Three-goal comeback from 4-1 down? Valiant effort, sure, but who cares, you still lost.
There are no moral victories left for this team.
It’s just the truth of this team’s situation.
Already entrenched in must-win territory in February, the Bruins lost perhaps the biggest game of the month’s rest-heavy slate.
“Yup,” Bruins forward Ryan Spooner said when asked if they’re beyond taking the positives of a loss. “I’d say 27 games left in the year, that team is now a point behind us with five games in hand. You’ve got to win games. It doesn’t matter if we had 40 shots and they had, I don’t know, I guess 27. It doesn’t really matter. We just need to win right now and we didn’t.”
The Bruins finished the loss with 41 shots on goal (the Bruins attempted 79 shots in total, including 19 misses), but were doomed by costly own-zone mistakes at key moments, twice giving up go-ahead goals with less than five minutes in the third period. The loss, by the way, gives the Bruins eight losses in games where they’ve put at least 40 shots on net this season.
“We fought back, so you like those kinds of things, but at the end of the night, it’s about winning hockey games,” Bruins head coach Claude Julien said. “And I have to say that tonight, we found a way to lose. So that’s the disappointing part.”
It’s not just the loss, but the inevitable situation that this really puts the Bruins in.

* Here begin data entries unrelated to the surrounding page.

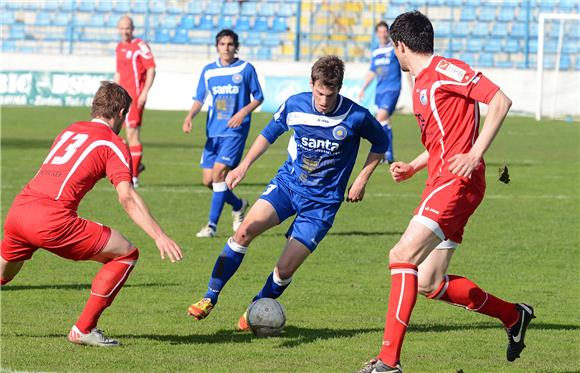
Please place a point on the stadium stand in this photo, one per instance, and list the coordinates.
(489, 33)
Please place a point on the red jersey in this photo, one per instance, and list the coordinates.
(445, 102)
(133, 60)
(81, 155)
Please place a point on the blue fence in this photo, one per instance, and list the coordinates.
(483, 33)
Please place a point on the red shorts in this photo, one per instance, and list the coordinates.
(36, 225)
(446, 206)
(133, 119)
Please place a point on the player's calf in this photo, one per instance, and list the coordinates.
(106, 285)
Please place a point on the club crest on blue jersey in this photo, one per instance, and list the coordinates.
(339, 133)
(423, 97)
(237, 78)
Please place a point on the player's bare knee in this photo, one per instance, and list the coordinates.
(243, 236)
(425, 286)
(399, 254)
(284, 271)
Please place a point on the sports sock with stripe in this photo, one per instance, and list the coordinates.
(402, 299)
(461, 291)
(106, 284)
(274, 287)
(225, 266)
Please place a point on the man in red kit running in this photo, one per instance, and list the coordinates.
(445, 102)
(135, 73)
(44, 214)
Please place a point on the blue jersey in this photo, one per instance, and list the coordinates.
(323, 149)
(386, 66)
(229, 88)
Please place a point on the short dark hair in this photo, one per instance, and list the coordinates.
(415, 30)
(329, 70)
(109, 100)
(231, 34)
(382, 24)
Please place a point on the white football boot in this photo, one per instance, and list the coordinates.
(94, 338)
(206, 232)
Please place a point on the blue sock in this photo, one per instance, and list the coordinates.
(225, 266)
(217, 202)
(273, 288)
(390, 155)
(232, 200)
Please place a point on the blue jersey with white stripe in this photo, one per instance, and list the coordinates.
(386, 66)
(229, 88)
(323, 148)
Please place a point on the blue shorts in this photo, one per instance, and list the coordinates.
(387, 101)
(227, 150)
(313, 219)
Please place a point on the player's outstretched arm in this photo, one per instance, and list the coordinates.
(464, 164)
(136, 208)
(237, 119)
(356, 192)
(195, 108)
(236, 175)
(401, 171)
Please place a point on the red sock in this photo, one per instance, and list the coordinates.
(464, 293)
(106, 285)
(402, 299)
(136, 155)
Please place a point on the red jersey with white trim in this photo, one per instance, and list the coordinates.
(133, 60)
(446, 100)
(81, 155)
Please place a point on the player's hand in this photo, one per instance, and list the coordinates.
(463, 164)
(187, 124)
(401, 171)
(356, 192)
(167, 247)
(141, 100)
(235, 176)
(237, 119)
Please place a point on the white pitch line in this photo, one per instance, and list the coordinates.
(255, 190)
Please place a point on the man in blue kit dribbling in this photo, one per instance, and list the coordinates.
(310, 185)
(385, 67)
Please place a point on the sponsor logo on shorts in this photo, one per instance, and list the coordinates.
(423, 97)
(237, 78)
(339, 132)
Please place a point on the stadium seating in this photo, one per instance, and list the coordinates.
(489, 33)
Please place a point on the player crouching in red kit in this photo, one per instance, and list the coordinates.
(44, 214)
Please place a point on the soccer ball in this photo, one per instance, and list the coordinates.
(266, 317)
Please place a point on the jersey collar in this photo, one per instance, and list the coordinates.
(218, 63)
(338, 105)
(95, 120)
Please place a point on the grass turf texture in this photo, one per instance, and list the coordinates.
(522, 244)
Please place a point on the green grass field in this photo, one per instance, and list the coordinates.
(522, 244)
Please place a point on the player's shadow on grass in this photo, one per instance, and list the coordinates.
(78, 286)
(364, 233)
(291, 337)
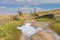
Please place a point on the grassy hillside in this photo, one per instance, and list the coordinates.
(9, 31)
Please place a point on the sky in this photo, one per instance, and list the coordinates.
(26, 6)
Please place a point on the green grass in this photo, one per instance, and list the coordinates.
(56, 27)
(9, 31)
(45, 20)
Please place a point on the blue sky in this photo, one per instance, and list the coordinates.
(12, 6)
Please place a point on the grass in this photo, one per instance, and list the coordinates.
(10, 31)
(56, 27)
(42, 19)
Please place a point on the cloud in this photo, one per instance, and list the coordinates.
(25, 9)
(40, 1)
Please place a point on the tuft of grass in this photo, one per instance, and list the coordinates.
(9, 31)
(56, 27)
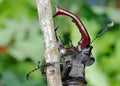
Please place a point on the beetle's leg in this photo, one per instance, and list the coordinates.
(75, 81)
(66, 70)
(42, 66)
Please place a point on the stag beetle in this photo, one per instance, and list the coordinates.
(74, 58)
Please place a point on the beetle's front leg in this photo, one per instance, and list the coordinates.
(66, 70)
(42, 67)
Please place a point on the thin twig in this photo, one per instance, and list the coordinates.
(51, 49)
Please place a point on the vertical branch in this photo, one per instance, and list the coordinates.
(51, 49)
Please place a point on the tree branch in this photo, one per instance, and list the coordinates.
(51, 49)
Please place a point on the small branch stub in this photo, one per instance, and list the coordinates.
(51, 49)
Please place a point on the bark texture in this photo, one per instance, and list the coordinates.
(51, 50)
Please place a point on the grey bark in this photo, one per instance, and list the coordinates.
(51, 48)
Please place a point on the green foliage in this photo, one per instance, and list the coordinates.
(21, 41)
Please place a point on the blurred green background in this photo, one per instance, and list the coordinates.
(21, 41)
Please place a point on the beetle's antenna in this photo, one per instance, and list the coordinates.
(103, 31)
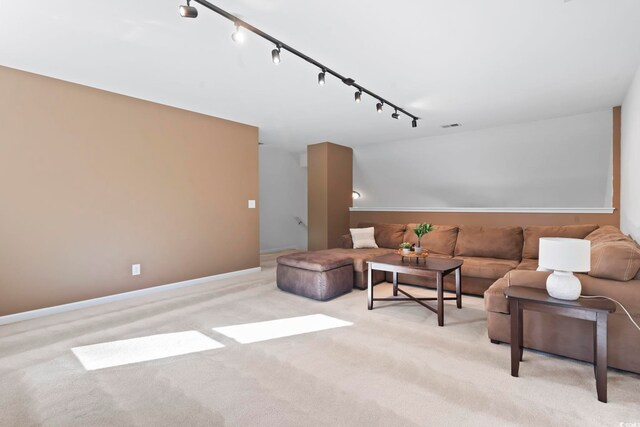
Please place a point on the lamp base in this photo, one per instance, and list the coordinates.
(564, 285)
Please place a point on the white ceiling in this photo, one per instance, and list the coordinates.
(481, 63)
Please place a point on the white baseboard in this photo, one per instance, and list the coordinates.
(288, 248)
(487, 210)
(47, 311)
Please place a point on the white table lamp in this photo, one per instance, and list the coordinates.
(564, 256)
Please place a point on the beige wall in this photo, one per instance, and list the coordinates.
(329, 187)
(92, 182)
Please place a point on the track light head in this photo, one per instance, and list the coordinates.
(188, 11)
(237, 36)
(275, 55)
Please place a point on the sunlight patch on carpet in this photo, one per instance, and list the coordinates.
(134, 350)
(262, 331)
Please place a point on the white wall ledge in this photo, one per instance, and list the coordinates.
(488, 210)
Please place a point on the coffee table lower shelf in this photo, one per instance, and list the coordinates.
(440, 266)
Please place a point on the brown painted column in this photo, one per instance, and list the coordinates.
(329, 187)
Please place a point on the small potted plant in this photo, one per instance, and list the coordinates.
(421, 230)
(406, 248)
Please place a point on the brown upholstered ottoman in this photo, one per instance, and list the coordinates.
(320, 276)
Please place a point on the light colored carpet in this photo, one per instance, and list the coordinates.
(393, 367)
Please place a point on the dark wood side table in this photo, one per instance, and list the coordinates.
(596, 310)
(440, 266)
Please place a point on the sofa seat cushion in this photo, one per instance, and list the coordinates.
(362, 238)
(387, 235)
(628, 293)
(359, 257)
(487, 268)
(528, 264)
(489, 242)
(315, 261)
(533, 233)
(494, 299)
(442, 240)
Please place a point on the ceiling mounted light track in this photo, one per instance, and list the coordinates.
(275, 55)
(237, 36)
(189, 11)
(321, 78)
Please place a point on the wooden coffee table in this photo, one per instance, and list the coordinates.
(440, 266)
(596, 310)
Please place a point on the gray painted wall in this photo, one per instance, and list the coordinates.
(561, 162)
(283, 197)
(629, 159)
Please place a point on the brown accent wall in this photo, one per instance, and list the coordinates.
(329, 187)
(522, 219)
(92, 182)
(484, 218)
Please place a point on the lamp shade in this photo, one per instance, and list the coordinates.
(558, 253)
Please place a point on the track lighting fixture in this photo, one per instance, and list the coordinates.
(321, 78)
(275, 55)
(237, 35)
(188, 11)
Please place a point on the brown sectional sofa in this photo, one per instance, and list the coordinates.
(488, 252)
(497, 257)
(573, 337)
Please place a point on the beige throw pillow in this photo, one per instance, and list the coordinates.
(363, 238)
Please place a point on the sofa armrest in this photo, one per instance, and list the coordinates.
(345, 241)
(494, 299)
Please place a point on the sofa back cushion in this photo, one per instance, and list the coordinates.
(533, 233)
(387, 235)
(607, 233)
(615, 260)
(489, 242)
(613, 255)
(442, 240)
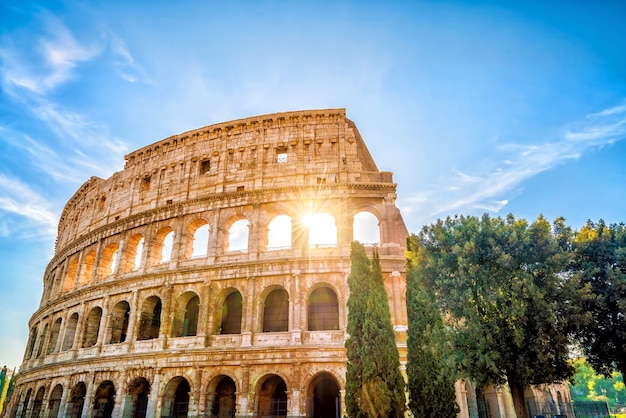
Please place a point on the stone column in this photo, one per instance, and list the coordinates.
(248, 314)
(135, 311)
(295, 307)
(154, 394)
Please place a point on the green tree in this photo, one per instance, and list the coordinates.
(587, 385)
(501, 284)
(430, 379)
(374, 384)
(600, 265)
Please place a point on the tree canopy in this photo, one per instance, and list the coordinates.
(600, 265)
(501, 286)
(430, 378)
(374, 384)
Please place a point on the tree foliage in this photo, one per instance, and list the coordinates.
(600, 265)
(587, 385)
(501, 285)
(430, 379)
(374, 384)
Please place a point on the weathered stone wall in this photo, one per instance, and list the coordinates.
(118, 317)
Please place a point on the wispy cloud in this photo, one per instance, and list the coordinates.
(57, 53)
(490, 187)
(18, 200)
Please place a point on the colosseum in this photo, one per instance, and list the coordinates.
(208, 277)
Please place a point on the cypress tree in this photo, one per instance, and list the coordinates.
(374, 384)
(430, 379)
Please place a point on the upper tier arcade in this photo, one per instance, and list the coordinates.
(282, 150)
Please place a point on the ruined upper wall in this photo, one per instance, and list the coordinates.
(291, 149)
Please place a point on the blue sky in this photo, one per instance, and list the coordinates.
(476, 106)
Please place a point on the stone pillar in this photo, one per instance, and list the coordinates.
(205, 313)
(154, 394)
(87, 406)
(135, 312)
(243, 398)
(295, 307)
(248, 314)
(105, 323)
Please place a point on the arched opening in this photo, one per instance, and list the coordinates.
(92, 327)
(87, 268)
(365, 229)
(104, 400)
(272, 397)
(70, 332)
(32, 339)
(44, 334)
(279, 233)
(224, 398)
(150, 319)
(139, 391)
(108, 260)
(133, 253)
(324, 397)
(276, 311)
(322, 229)
(238, 236)
(323, 310)
(186, 315)
(161, 251)
(26, 402)
(77, 400)
(55, 401)
(70, 277)
(231, 314)
(176, 398)
(120, 315)
(54, 336)
(198, 243)
(38, 402)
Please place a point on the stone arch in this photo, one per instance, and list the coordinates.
(279, 233)
(162, 244)
(197, 243)
(133, 253)
(176, 398)
(186, 314)
(70, 276)
(87, 268)
(238, 234)
(108, 260)
(25, 405)
(150, 319)
(70, 332)
(104, 400)
(229, 312)
(76, 401)
(322, 229)
(54, 336)
(42, 339)
(322, 309)
(221, 397)
(324, 396)
(38, 402)
(365, 228)
(32, 339)
(271, 397)
(275, 310)
(138, 391)
(120, 315)
(54, 402)
(92, 327)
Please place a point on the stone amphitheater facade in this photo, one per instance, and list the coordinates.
(209, 276)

Unless the Leafs lose all of their remaining games in hand, they will at some point pass the Bruins at this rate, and leave the Black and Gold on the outside looking in.
“We knew how important those two points in that game were and it’s very disappointing and frustrating at the same time, you know, you can;t give up six goals if you want to win any hockey game,” Patrice Bergeron, who scored the game-tying goal with 2:54 left in the third, said. “The last thing you want to do is claw your way back all the time and, you know, down by three goals, it’s obviously if you prevent that it makes it a lot easier on us and then we have a much better chance to come out with the win.”
“They’re a point behind us now,” a frustrated Spooner said of the Leafs. “We kind of talked about it. If we had won, they would have been five points back with five games in hand, which isn’t terrible. It sucks but we’ve just got to move on.”
And do it as their window begins to slowly close.